# Valcartier Thread- Merged



## Loadmaster (18 Jun 2005)

I am curious to know how much the average cost of heat and lights are for the PMQ's in Valcartier (duplex 3-4) and (Row house 3-4) are per month and what size the front and backyards are like.

Thanking anyone with info in advance.


----------



## JohnnySav (3 Nov 2005)

R22eR anyone from that regiment? How is Valcartier and how far is it from MTL or QC, hows the training, life, etc..?


----------



## Roger (3 Nov 2005)

It is about a half hour North of Quebec city, near Shannon, Quebec.


----------



## honestyrules (11 Nov 2005)

Never been posted to Valcartier myself, but I'm born in Quebec city.

I'd say more 20 minutes from Quebec. It is not a remote area in the middle of nowhere. Of course, it's better to own a car, but the bus stops at the main gate anyway.
From there, you get everything you wish (restos, nightlife, shopping malls...).

Remember that Valcartier houses a brigade, so the training should be ok (IMHO).

Montreal is 3 hours away though. You can go if you want to watch a hockey game (NHL), but besides that...


----------



## Jungle (11 Nov 2005)

JohnnySav said:
			
		

> R22eR anyone from that regiment? How is Valcartier and how far is it from MTL or QC, hows the training, life, etc..?
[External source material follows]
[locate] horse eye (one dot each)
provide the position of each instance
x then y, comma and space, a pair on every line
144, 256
Valcartier is a 20-min drive from Québec City, with a highway leading right to it. As mentionned in a previous post, it's about a 3-hour drive to Montréal. The base has everything you may expect of a modern Military installation, and the trg area is outstanding, though not very large. Life here is very good, whether you are single or with a family.
The R22eR is an Infantry Regt... what else do you want to know ??


----------



## Hotwire (30 Mar 2007)

Im in the same boat, Im trying to budget, so the average cost of heating, electricity, and other services would be wonderful.


----------



## geo (30 Mar 2007)

you might try this thread

http://forums.army.ca/forums/threads/22115.0/all.html?PHPSESSID=8d459edfabc7e6097fab863293464773

try using the search engine..... you remember the info you are looking for when you do your own research

Chimo!


----------